Continúa la eterna campaña nacionalista y socialista-catalana para consagrar la plurinacionalidad de España hasta en los detalles más pueriles, como las matrículas de los coches. Pieza clave de dicha aspiración es la plasmación constitucional de la categoría nacional para las denominadas nacionalidades históricas, esa cosa tan difícil de definir. Tan dificil de definir que nunca se definió, confusión que ha posibilitado a algunos el interesado malabarismo de identificarlas con las comunidades autónomas que accedieron a su régimen estatutario por la vía de la Disposición Transitoria segunda de la Constitución. Lo único que estableció dicha disposición fue que "los territorios que en el pasado hubiesen plebiscitado afirmativamente proyectos de Estatuto de Autonomía" podrían "proceder inmediatamente", por una vía más rápida que el resto de las regiones, a construir su régimen autonómico. Pero no se estableció ningún nexo entre este procedimiento acelerado y la tan ansiada categoría de nacionalidad. Esa relación la han efectuado algunos posteriormente, amparados en la confusión constitucional y en la incorrección política en la que cae quien ose cuestionarlo.

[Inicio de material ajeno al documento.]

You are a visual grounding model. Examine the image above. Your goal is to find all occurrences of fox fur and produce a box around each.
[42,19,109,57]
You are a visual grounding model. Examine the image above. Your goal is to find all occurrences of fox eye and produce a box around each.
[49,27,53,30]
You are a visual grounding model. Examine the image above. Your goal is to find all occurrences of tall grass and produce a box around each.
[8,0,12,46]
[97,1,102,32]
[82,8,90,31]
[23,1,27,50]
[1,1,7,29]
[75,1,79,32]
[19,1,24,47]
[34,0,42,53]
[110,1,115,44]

Pero, dejando aparte esta más que discutible conexión de conceptos, cabría asimismo preguntar tanto a muchos políticos actuales como a los confusos constituyentes de 1978 por qué el diseño estatutario de la II República ha de crear forzosamente escuela. ¿Por qué aquella situación es el arquetipo, la áurea proporción, la medida de todas las cosas a la que los españoles del siglo XXI estamos atados sin posibilidad de redención? ¿Por qué aquella organización territorial, tan efímera y precaria, convulso producto de las tensiones políticas de aquella época, es obligatoriamente el modelo a seguir hoy? ¿Por qué cae en lo pecaminoso no tenerla por inamovible?
Y, lo más importante, ¿por qué el hecho de haber tenido Estatuto en algún momento entre 1931 y 1936 es lo que da a una región de la España del siglo XXI la categoría de nacionalidad, independientemente de lo acaecido en los dos milenios anteriores? ¿Qué mágica virtud, que alquímica potencia, tuvieron aquellos años para transmutar la esencia de la cosas y fijar por los siglos de los siglos la especialidad nacional del País Vasco, Galicia y Cataluña?

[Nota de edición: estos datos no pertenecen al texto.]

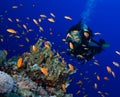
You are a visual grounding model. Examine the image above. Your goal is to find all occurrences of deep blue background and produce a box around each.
[0,0,120,97]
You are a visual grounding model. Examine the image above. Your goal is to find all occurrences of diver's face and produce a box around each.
[84,32,89,38]
[71,30,81,42]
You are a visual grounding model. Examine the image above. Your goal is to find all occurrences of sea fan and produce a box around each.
[0,71,14,93]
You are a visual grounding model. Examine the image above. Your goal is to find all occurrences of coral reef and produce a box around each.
[0,39,75,97]
[0,71,15,93]
[0,50,7,66]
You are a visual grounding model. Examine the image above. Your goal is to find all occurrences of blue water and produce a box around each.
[0,0,120,97]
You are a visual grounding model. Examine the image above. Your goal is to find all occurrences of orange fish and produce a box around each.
[69,42,74,49]
[7,29,17,34]
[104,77,109,80]
[64,16,72,20]
[40,68,48,75]
[48,18,55,23]
[17,58,23,68]
[32,45,37,52]
[76,90,81,94]
[94,83,98,89]
[115,51,120,55]
[97,75,100,80]
[8,18,13,22]
[44,42,51,49]
[25,37,30,42]
[111,71,115,78]
[40,14,47,18]
[62,84,66,91]
[3,50,8,55]
[68,64,74,71]
[50,13,55,18]
[12,6,18,8]
[33,19,39,25]
[106,66,112,73]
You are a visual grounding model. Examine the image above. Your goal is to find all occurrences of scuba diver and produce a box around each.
[66,22,105,61]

Nos atrevemos a suponer que ninguna de estas preguntas tiene respuesta. Lo único que demostró el hecho de que las regiones que tuvieron estatuto durante la II República fueran el País Vasco y Cataluña –lo de Galicia es más discutible, por razones tanto de inaplicación como de pucherazo– fue que en ellas había prendido el separatismo en el primer tercio del siglo XX tras la catástrofe del 98, mientras que en el resto de España no.
¿Es ésta razón suficiente para dotar a dichas regiones no sólo de recién inventadas denominaciones sino de especiales características y atribuciones que las singularizan frente al resto de las tierras de España?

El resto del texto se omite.